CleanMel: Mel-Spectrogram Enhancement for Improving Both Speech Quality and ASR
Nian Shao, Rui Zhou, Pengyu Wang, Xian Li, Ying Fang, Yujie Yang, Xiaofei Li

TL;DR
CleanMel is a novel neural network that enhances Mel-spectrograms to improve speech quality and automatic speech recognition, leveraging cross-band and narrow-band processing in the Mel domain.
Contribution
It introduces a single-channel Mel-spectrogram enhancement network with interleaved processing, improving both speech quality and ASR performance over traditional methods.
Findings
Significant improvements in speech quality metrics.
Enhanced ASR accuracy across multiple datasets.
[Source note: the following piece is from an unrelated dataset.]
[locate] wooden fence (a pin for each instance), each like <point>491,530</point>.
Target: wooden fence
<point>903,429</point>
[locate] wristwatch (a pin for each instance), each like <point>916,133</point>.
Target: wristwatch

Effective in both denoising and dereverberation tasks.
Abstract
In this work, we propose CleanMel, a single-channel Mel-spectrogram denoising and dereverberation network for improving both speech quality and automatic speech recognition (ASR) performance. The proposed network takes as input the noisy and reverberant microphone recording and predicts the corresponding clean Mel-spectrogram. The enhanced Mel-spectrogram can be either transformed to the speech waveform with a neural vocoder or directly used for ASR. The proposed network is composed of interleaved cross-band and narrow-band processing in the Mel-frequency domain, for learning the full-band spectral pattern and the narrow-band properties of signals, respectively. Compared to linear-frequency domain or time-domain speech enhancement, the key advantage of Mel-spectrogram enhancement is that Mel-frequency presents speech in a more compact way and thus is easier to learn, which will benefit…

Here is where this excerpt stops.